Nick Thomas Media Matter
Television viewers who already have the digital technology into which we are all destined to be bullied eventually will no doubt be glued to BBC Four over the next month, anxious not to miss a single riveting second of The Lost Decade, being a season of programmes devoted to Britain between 1945 and 1955.
In what sense these 10 years can truly be considered “lost” in the first place is open to debate, apart from an entirely understandable disinclination on the part of the public to revisit them. My own parents spoke of the period as one almost entirely devoid of merit, even though it embraced their own marriage and the Coronation; otherwise only the odd bit of radio comedy enlivened the encircling gloom. The television now, of course, seems unwatchably dated and primitive; but at the time, so I’m told, it reflected the state of the nation perfectly – monochrome, unreliable, rationed, and much more dominated by stilted manners and cut-glass accents than pre-war Britain had been. It all sounds pretty grim.
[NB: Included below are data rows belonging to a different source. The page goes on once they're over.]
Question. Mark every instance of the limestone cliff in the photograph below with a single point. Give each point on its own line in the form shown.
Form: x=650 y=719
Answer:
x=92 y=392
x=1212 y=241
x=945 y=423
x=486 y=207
So The Lost Decade, while clearly of great historical interest, and exactly the kind of thing BBC Four should be doing (ie the kind of thing BBC Two used to do), is likely to be depressing viewing, no matter how well put together. But meanwhile there is another celebration going on, for the end of the period being scrutinised by one broadcaster saw the birth of its rival, ITV, in 1955. There is a difference of approach. If the BBC Four season achieves anything beyond the merely educational, it will be to remind us of how frightful the old days were, and how grateful we should be for all the modern amenities, not least in broadcasting, that we have at our disposal. ITV’s sentimental trawl through its first 50 years, however, can only have the opposite effect, and make us weep at all the great stuff the commercial companies used to make instead of the formulaic pap now on offer.
A great deal of time, effort and column inches have gone into pinning down exactly when the rot set in; but it is certainly true that in the beginning, and for many years later, BBC and ITV strove to maintain their audiences by putting out better programmes than their competitor, whether in drama (which meant something distinct from soap opera), light entertainment or hard, prime-time documentary. Now, and for some years past, they have striven to maintain their audiences by putting out easier, lazier programmes than their competitor, whether in drama (which consists almost entirely of soap opera under different names), or light entertainment. There isn’t any hard, prime-time documentary on the main channels any more.
And so, in an ironic twist far too good for a Prime Suspect script, our broadcasting conglomerates have conspired to assist the Government in putting the arm on the public, and doing away with analogue television; because these days, if you want something decent to watch, you simply have to be hooked up, to catch great new stuff which is being tried out on a minority channel and might never make it to the mainstream, to watch serious documentary like that currently available on BBC Four, or to wallow in endless reruns of old favourites and live entirely in the past. This last certainly has its appeal, not just for nostalgia value but simply to revive the critical faculties so dulled by modern moronovision. You don’t want to go too far back, though: 1960 is about the limit.